Einblick in ein Leben auf zwei Rädern

Velokurier Luzern: «Ich lag wie ein Käfer auf dem Rücken»

Der heute 60-jährige Österreicher Christoph Masoner leistet seit über 30 Jahren Pionierarbeit für den Velokurier Luzern.

Vor 25 Jahren einigte sich der Velokurier Luzern mit den SBB auf eine gemeinsame Transportlösung. Damit brach die Branche aus den lokalen Mauern hinaus in die gesamte Schweiz und steht nun davor, ins Ausland zu expandieren. Christoph Masoner erinnert sich.

Luzerner Velokuriere gehören zu den Pionieren ihrer Branche. Sie waren die ersten auf dem Schweizer Markt, wehrten sich gegen das Postmonopol und dürfen sich nun nach Mitteleuropa orientieren. Christoph Masoner war während dieser gesamten Entwicklungszeit mittendrin und leitet heute mit der «swissconnect ag» die zentrale Plattform der Schweizer Velokuriere in Luzern. Seine Geschichte zeigt, welche Hürden es dazu nicht nur im Strassenverkehr zu bewältigen gab und weshalb Velokurieren manchmal der Ruf nachhängt «zu spinnen».

Wie ein Käfer auf dem Rücken

Christoph Masoner ist Mitte zwanzig, als er in einem Buchhandlungs-Vertrieb in Wien seinen Zivildienst absolviert. «Zusammen mit einem Transporteur lieferten wir Bücher per Lieferwagen aus.» Masoner bekommt mit, dass der Transporteur acht Schilling für die Lieferung nimmt und bietet seinem Chef an, es für sechs zu machen. «Ich hatte damals schon ein Mountainbike und war viel mit dem Velo unterwegs.» Der Chef traut Masoner nicht und fordert ihn zur Probe. «Ich müsse vom dritten Stock durch das Treppenhaus runterfahren. Wenn ich das erfolgreich bestehe, könne ich ausliefern.»
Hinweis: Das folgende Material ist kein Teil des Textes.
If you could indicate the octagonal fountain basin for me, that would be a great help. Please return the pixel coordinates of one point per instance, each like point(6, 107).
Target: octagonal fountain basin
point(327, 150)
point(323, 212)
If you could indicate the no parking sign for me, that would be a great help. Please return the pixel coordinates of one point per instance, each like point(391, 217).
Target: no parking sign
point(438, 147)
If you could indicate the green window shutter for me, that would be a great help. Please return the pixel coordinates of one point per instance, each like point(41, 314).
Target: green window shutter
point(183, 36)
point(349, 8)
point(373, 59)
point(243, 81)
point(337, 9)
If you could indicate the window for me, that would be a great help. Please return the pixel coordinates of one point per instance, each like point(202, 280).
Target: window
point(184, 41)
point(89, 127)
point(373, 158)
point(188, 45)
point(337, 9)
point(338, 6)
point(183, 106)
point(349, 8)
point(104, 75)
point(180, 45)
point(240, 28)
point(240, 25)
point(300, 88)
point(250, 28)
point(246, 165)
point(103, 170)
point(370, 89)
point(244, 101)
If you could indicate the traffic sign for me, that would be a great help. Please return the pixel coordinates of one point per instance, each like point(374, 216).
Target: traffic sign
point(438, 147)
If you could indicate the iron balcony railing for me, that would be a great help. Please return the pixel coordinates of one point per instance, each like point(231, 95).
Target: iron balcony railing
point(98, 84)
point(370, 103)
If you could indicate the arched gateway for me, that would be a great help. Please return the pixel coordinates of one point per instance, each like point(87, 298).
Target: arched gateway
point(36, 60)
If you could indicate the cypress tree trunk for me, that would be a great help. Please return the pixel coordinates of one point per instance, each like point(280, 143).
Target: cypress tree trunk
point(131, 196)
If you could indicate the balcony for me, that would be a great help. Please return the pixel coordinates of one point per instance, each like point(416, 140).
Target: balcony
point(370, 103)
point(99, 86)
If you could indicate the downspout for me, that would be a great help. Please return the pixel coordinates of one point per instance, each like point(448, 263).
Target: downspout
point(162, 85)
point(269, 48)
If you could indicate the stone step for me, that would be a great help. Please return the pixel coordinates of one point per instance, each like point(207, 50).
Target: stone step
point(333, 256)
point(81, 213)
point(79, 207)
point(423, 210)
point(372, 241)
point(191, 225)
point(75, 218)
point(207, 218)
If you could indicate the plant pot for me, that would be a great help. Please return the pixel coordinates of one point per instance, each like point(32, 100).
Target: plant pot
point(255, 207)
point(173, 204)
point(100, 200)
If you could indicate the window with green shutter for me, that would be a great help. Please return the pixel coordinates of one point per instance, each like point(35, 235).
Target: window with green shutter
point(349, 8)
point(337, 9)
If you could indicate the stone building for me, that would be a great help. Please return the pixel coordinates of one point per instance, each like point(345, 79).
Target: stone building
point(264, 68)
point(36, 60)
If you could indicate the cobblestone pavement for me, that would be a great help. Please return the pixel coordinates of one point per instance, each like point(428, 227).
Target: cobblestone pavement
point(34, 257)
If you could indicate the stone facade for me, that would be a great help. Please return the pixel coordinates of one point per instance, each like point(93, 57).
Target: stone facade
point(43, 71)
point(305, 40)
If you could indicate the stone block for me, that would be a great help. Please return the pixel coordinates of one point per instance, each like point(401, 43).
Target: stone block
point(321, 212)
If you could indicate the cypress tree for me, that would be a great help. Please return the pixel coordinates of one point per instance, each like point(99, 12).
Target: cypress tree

Wiener Gebäude haben sehr hohe Räume und sehr steile Treppen. Das habe er durch Studienjobs als Umzugshelfer schon gewusst, sagt Masoner, der sich dem waghalsigen Test stellt. «Die ersten anderthalb Stockwerke habe ich geschafft, beim Zwischengeschoss warf es mich ab.» Der Chef habe hinunterrufend gefragt, ob alles in Ordnung sei. «Ich lag wie ein Käfer auf dem Rücken und rief hoch: Alles gut!» Der Chef habe nicht gesehen, «dass es mich auf den Latz geschmissen hat», erzählt Masoner. So wurde der erste Wiener Velokurier geboren. Mit zwei Sacktaschen und einer Kiste auf dem Gepäckträger fing er an und landete alsbald in Luzern, wo zwei Jahre später der erste Velokurier der Schweiz entstand.

Mehr als ein Abenteuer

Masoners Tätigkeit als Velokurier sorgt in Wien für Aufsehen. Über eine Vermittlung durch das Sozialministerium erhält er ein Firmengründungs-Angebot, will aber in der Buchhandlung bleiben. Diese wird als Genossenschaft geführt und stimmt darüber ab, ob der Velokurier-Dienst beibehalten wird. «Ausser meinem Chef und seinem Stellvertreter haben alle gegen mich gestimmt», erzählt Masoner, der daraufhin eine Veloreise durch Süd-Ägypten unternimmt. «Das war mehr als nur ein Abenteuer.» Aus der Reise entsteht eine Foto-Show, mit der er auf Tour geht. «Davon konnten wir ein Jahr lang leben.»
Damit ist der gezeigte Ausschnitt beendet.